Nie dyskutowała więcej tylko poszła do domu, obracając się czasem za ramię. Szybko zadzwoniłem do Scotta.

-Stary, mamy problem i to duży. Przyjeżdżaj do mnie. Nie obchodzi mnie to, że leci maraton Doctora House'a. Masz szpital na codziennie, a teraz mamy ogromny problem. Ona nie żyje. Nie, nie Lydia. Taa, ktoś ją powiesił. Tak, na sznurze. Ok, czekam.

Spojrzałem na ciało. Miałem w głowie jakieś przebłyski. I wtedy sobie ją przypomniałem. Wszystko od początku, ale tylko ją. Nikogo więcej.

***

Po 10 minutach Scott był już na miejscu.

-Co to może znaczyć?- zapytał.

-Co?

-No to powieszenie. Cholera, dlaczego akurat ona?

-Nie wiem stary, ale to okropne i mam ochotę krzyczeć. Dopiero z nią rozmawiałem. 

-Dzwoniłeś już do ojca? 

-Nie, nie wiem jak mu to powiem.

-Daj mi telefon.

Rzuciłem mu mój telefon. Scott złapał go i od razu zaczął wybierać numer.

-Witam, pana. Nie, nie Stiles. Scott. Tak, bo mamy dość duży problem. Znaleźliśmy ciało. Na drzewie koło ulicy. Kawałek od waszego domu. Czyje to ciało? Malii Tate. Czekamy.

Scott oddał mi telefon, a ja usiadłem na ulicy i schowałem głowę. Co tu się dzieję? Ja nic nie pamiętam, a moi bliscy umierają. Lydia ma jakieś koszmary, Scott nie do końca mi jeszcze ufa, a ja nie wiem jak ich chronić.

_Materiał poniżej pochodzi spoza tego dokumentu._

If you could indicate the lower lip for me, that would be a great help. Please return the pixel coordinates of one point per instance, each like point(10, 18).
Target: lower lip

-Stary wszystko będzie dobrze, jak zawsze.

Poczułem jego dłoń na moim ramieniu.

-Nie, Scott. Nic nie będzie dobrze. Wszyscy umieramy po kolei albo uciekamy. Nie widzisz, że to wszystko się sypie? Jackson wyjechał do Wielkiej Brytanii, Boyd i Ericka zostali zamordowani przez Alfy, Allison nie żyje przeze mnie , Isaac i Argent wyjechali do Francji i słuch po nich zaginął, Aiden umarł, Ethan zniknął, Derek i Cora też zniknęli, Parrish uciekł, a teraz jeszcze Malia. Tracimy ich wszystkich. 

-Stiles.

-Co?

-Ty ich pamiętasz.

Rzeczywiście pamiętałem. Wszystko i wszystkich ze szczegółami. Jak to możliwe?